Wie können wir die Resilienz schon bei jungen Kindern fördern?
Schon das kleine Kind beobachten und «lesen» lernen. So kann es früh in seinem Wesen erkannt und in seinen Stärken anerkannt werden. Wir können dem Kind über die Sprache den Zugang zu seinen Emotionen eröffnen. Das kann zum Bespiel heissen, dass man das frustrierte Kind etwa mit diesen Worten würdigt: «Ich sehe, dass du ganz schön wütend bist, dass du nun nach Hause kommen musst, das kann ich verstehen.» Und dann – wenn es Sinn macht – bei der Ansage bleibt, die man gemacht hat. Mit dem Kind besprechen, wie es mit der eigenen Wut oder Trauer umgehen kann. Wobei das Vorbild von uns Erwachsenen dabei zentral ist. Weiter ist für die Resilienz wichtig, den Kindern auch eigene Problemlösungen zuzumuten und ihnen nicht alle Stolpersteine aus dem Feld zu räumen. Aus der Forschung ist zudem bekannt, dass der Glaube an eine höhere Macht, ob Gott, Engelwesen oder etwas ganz anderes sehr hilfreich sein kann, um Krisen gut zu bewältigen.

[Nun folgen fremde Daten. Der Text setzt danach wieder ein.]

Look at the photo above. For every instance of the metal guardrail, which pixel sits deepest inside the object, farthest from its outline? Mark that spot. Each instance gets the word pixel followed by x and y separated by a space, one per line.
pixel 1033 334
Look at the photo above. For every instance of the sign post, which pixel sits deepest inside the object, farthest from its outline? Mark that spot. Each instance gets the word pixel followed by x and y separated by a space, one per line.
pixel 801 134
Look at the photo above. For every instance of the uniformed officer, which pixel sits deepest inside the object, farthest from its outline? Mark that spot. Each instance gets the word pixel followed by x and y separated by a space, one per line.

Hast du ein übergeordnetes Anliegen, von dem du denkst, dass sich die Menschen vermehrt darüber Gedanken machen sollten?
Ja, ich denke, dass es Sinn macht, sich bewusst zu machen, dass alles endlich ist.
Unsere Lebenszeit ist beschränkt. Um voll und bewusst zu leben, tut es gut auch über den Tod nachzudenken und mit anderen darüber zu sprechen.
Liebe Joëlle, ich danke dir von ganzem Herzen dafür, dass du dir Zeit für dieses Interview genommen hast!